«В ЛУГАНСКЕ – ВОРОШИЛОВГРАДЕ…» (Спектор) - страница 2

Поэтические книги Владимира Спектора – в равной мере исповедь сына трудного времени (но лёгких ведь и не бывает) и малая энциклопедия его. Это стихи «о времени и о себе», о судьбах города, страны, и, по большому счёту, человечества. Мимо стихов поэта-луганчанина, написанных на сквозняке времени, пройти равнодушно невозможно. В равной мере в них находишь в добротной словесной упаковке правду жизни и катехизис оптимизма.

Дышу, как в последний раз, пока ещё свет не погас, и листья взлетают упруго. Иду вдоль Луганских снов, как знающий нечто Иов, и выход ищу из круга. Дышу, как в последний раз, в предутренний, ласковый час, взлетая и падая снова. И взлетная полоса, в мои превратившись глаза, следит за мной несурово.

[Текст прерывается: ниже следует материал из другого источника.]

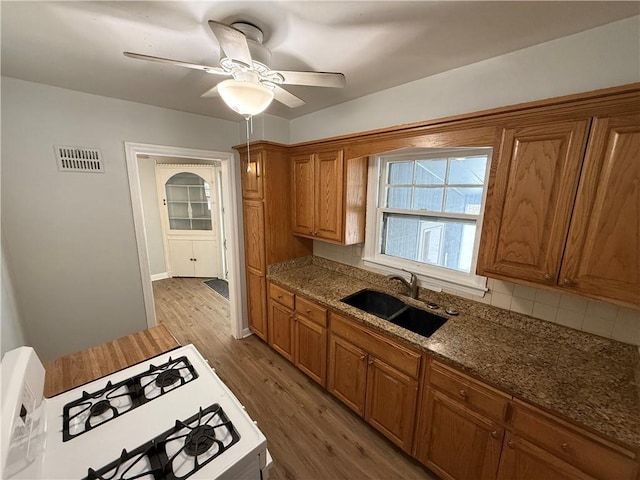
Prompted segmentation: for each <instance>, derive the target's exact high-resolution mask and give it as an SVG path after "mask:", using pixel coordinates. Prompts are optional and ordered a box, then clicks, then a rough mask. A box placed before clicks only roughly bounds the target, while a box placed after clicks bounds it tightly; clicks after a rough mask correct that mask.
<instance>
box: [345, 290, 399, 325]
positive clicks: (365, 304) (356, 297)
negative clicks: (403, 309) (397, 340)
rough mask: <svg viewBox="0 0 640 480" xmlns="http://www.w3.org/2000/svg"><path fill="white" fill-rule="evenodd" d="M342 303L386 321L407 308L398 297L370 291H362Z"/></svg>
mask: <svg viewBox="0 0 640 480" xmlns="http://www.w3.org/2000/svg"><path fill="white" fill-rule="evenodd" d="M340 301H341V302H344V303H346V304H347V305H351V306H352V307H356V308H357V309H359V310H363V311H365V312H367V313H370V314H371V315H375V316H376V317H380V318H384V319H385V320H388V319H389V318H390V317H392V316H393V315H395V314H396V313H398V312H399V311H400V310H402V309H403V308H405V307H406V305H405V304H404V302H403V301H402V300H399V299H397V298H396V297H393V296H391V295H387V294H386V293H382V292H376V291H375V290H369V289H364V290H360V291H359V292H356V293H354V294H353V295H349V296H348V297H345V298H343V299H342V300H340Z"/></svg>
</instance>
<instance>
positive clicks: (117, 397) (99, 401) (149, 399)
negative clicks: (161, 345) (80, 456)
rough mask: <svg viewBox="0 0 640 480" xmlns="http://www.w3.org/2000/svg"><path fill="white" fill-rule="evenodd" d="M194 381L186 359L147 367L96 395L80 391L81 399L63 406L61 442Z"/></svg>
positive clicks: (87, 430)
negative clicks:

От души желаю, чтобы взлётная полоса киевского издательства «Радуга» оказалась удачной и счастливой для творчества поэта Владимира Спектора, и чтобы его Луганск-Ворошиловград открылся для любителей поэзии Украины новыми гранями, в которых отражаются литературные традиции «дальнего востока» нашей страны. Эти традиции создавались такими замечательными авторами, как Владимир Даль, Борис Гринченко, Михаил Матусовский, Владислав Титов, Тарас Рыбас, Никита Чернявский, многими другими мастерами слова. И Владимир Спектор достойно их продолжает.

Сергей Михеев,

заместитель председателя Луганской областной государственной администрации


Глубина резкости.

О творчестве поэта Владимира Спектора в контексте противостояния культуры и варварства.

Сложившаяся ситуация в литературе (да и в обществе) сегодня напоминает старорусский обычай – стенка на стенку. Одна братия идёт на другую либо ради забавы, либо ради расправы. Разделение чёткое, не ошибёшься. С одной стороны технически подкованные, но безграмотные варвары с айпадами, твиттером и знамёнами Цукерберга/Дурова, с другой образованные – как правило, в советское время – «римляне» с томиками Довлатова, Бродского, Цветаевой (они же на знамёнах) и солидным арсеналом знаний, которые вдруг стали бесполезными.

Пожалуй, никогда ещё противостояние между культурой и варварством, «массовкой и духовкой», не было столь явным. Оно достигло пиковой точки, и пропасть, разверзшаяся между невольно противоборствующими сторонами, поглощает их самих. Первые гибнут от глупости, которая, как писал Бонхеффер, «ещё более опасный враг добра, чем злоба», потому что «глупец, в отличие от злодея, абсолютно доволен собой». Другие страдают от неустроенности в жизни, потому что «во многой мудрости много печали»; не в силах найти себя в новом классе необразованных и невежественных людей, фаулзовских Калибанов, они превращаются в отмирающий атавизм.